Somebody please page Artie MacStrawman.
It’s worth neither the time nor bytes to go through his weblog manifesto paragraph-by-paragraph, but a few of his accusations warrant comment. He writes:
Apple’s new Intel-based Mac laptops face random-shutdowns and a website, macbookrandomshutdown.com, is created. Apple refuses to discuss or acknowledge issue.
This is true — if you pretend this KnowledgeBase article, titled “MacBook: Shuts down intermittently”, doesn’t exist.
If a security company, frustrated at delays, goes public with the hole, Apple immediately criticises the company, and then claims the hole is not significant and it knows of no actual exploits. It does the same every time and this damage limitation is subsequently and consistently shown not to be true.
When exactly has this happened before? When? I’m not arguing that Apple’s response to security issues is perfect; I’ve personally complained about their tendency to treat them as marketing problems rather than technical problems (not entirely coincidentally in an article that also criticizes Kieren McCarthy’s “reporting”). But when, prior to this SecureWorks Wi-Fi saga, has Apple criticized a security company or researcher for going public with an issue in Mac OS X?
What you can say about Apple’s response to security issues is that they have a tendency to delay fixing them, so long as they aren’t made public. Cf. William Carrel’s timeline regarding the DHCP vulnerability in Mac OS X he discovered in 2003.
Yet McCarthy says Apple does this “the same every time”. That’s not mere inaccuracy; it’s flat-out making shit up.
What’s crazy is that these exact same criticisms used to made of Microsoft, to the extent that the company’s security image has never recovered. But rather than go Microsoft’s more open and honest route, Apple has decided to go the ostrich route and rely on its own customers’ fierce loyalty to protect it. I really don’t see how this approach is sustainable.

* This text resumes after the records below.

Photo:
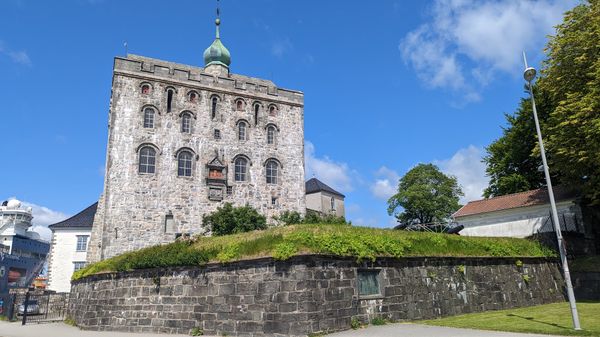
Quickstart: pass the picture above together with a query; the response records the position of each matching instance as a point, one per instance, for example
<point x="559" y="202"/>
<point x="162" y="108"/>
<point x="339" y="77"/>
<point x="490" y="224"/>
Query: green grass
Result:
<point x="586" y="264"/>
<point x="342" y="240"/>
<point x="551" y="319"/>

No, what’s crazy is that McCarthy apparently doesn’t understand that the reason Microsoft’s security image is terrible is that millions of their customers are plagued by actual security problems. Real Windows users are attacked by real viruses, spyware, and adware every day. [Update: Microsoft’s “open and honest route” is disputable, too.]

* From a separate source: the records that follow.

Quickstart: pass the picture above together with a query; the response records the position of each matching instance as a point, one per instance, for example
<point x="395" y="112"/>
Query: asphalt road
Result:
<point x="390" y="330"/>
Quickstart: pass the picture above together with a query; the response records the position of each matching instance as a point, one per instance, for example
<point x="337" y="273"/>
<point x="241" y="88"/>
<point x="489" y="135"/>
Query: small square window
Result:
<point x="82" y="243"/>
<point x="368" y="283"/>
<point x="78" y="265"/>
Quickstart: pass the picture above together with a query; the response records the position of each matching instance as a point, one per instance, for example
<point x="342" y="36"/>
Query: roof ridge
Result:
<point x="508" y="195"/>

Yet, so far in 2006, the only Mac user anyone can find who’s suffered from Mac-specific malware is one single dipshit who double-clicked a trojan horse disguised as an archive of secret screenshots of Mac OS X 10.5 — and even in that case the trojan horse caused no harm to his system or data and was so poorly written that it was unable to spread itself.
Many Mac users are smug about security, but it’s not because they believe Mac OS X is magically invulnerable to malware — it’s because there don’t seem to be any Mac users with actual malware problems. Just because you’re happy that you have been healthy your entire life doesn’t mean you irrationally believe you couldn’t possibly get sick in the future.
That’s why Microsoft’s security reputation stinks, and why Apple’s is good. Is it good that Microsoft has become more open about its security process, and has started issuing patches to reported issues more quickly? Yes. Is it a problem that Apple has a tendency of sitting on non-public vulnerabilities? Yes.
But reputations are forged by results.